半日をかけて魔王軍はあらかた片付いた。冒険者たちはオーガやオークの角や牙を収集している。後で換金するつもりなのだろう。
「姉上、終わりましたね」
空から降りてきたビャクヤは少し疲れた様子だが、まだまだ戦えそうだ。
そこに市長のバルドー公爵がやって来た。
「いやー、良くやってくれた、勇者パーティーのみなさん!あなた方には特別な報酬をお支払いしよう!」
「いや、冒険者として当然のことをしたまでですよ」
「でも、敵の首領はドラゴンだったわ。あんな化け物を倒すなんで凄い!」
公爵の娘、ジョセフィーヌが熱っぽい視線をユキマルに向けている。いつものパターンだった。

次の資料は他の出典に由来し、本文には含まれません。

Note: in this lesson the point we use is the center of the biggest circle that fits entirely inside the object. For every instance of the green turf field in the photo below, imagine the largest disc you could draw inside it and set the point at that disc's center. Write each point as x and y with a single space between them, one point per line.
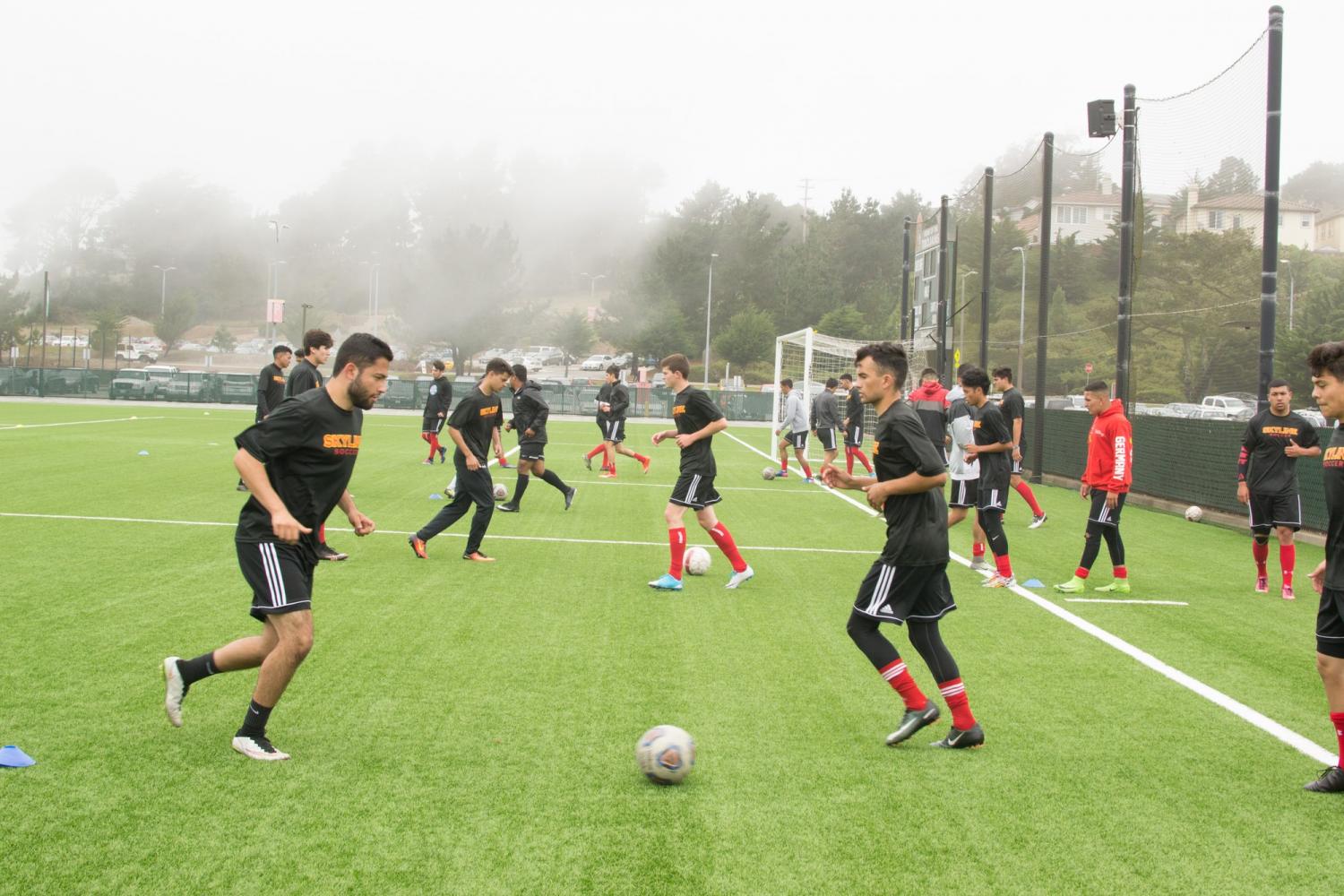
470 729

「そうだ、お父様!今夜は宴を催しましょう!他の冒険者や聖騎士団の方々にもお越し願って!」
「うむ、そうだな。ミンフィスを守ってくれた者たちに礼をせねば」
こうして、ミンフィスは街を上げての宴に酔いしれることになった。
閉店した読書カフェのカウンターに、ミルファは肘をついてワインを呑んでいた。
「やはりカリバーさんはただ者ではありませんね。あのアモンさんを翻弄して一方的に倒したのですから」
「推しが勝ってなによりかい?本当にルキフェル様に粛清されるよ?」
カウンターの上に寝そべった黒猫のジルは、気だるげに相棒に声をかける。
「正直、今回はいよいよカリバーさんも年貢の納め時かと思いましたが・・・」
ミルファはワインのグラスを揺らしながら、楽しげに語る。
「あれは凄いですね。ヤマト国の人間にしか使えない霊力という力。やはり魔王軍にとって厄介なのは英雄パーティーより勇者パーティーのようですね」
「それはどうかな?英雄パーティーにはあの「魔法殺し」がいるんだよ?」
「ええ。そうですが、英雄パーティーには、恐れるのは「魔法殺し」くらいですわ。でも勇者パーティーのほうは三人が全員とも驚異的な存在です」
「ふむ、魔王ルキフェル様の前に立ちはだかるのはどちらだろうね?」
「それは勿論、おっとこれ以上は不敬ですわね」
「もう十分不敬だと思うけどね」
こうして、ミンフィスの街から一つの店が消えたのだった。
放浪編その18でした。遂に最終奥義を身に付けたマヤとユキマルは次元の違う強さとなりました。実はドラゴンだったアモンも霊力という未知の力に翻弄され倒されました。さて、「煙幕のカリバー」はこれで一旦終了です。またお会いしましょう。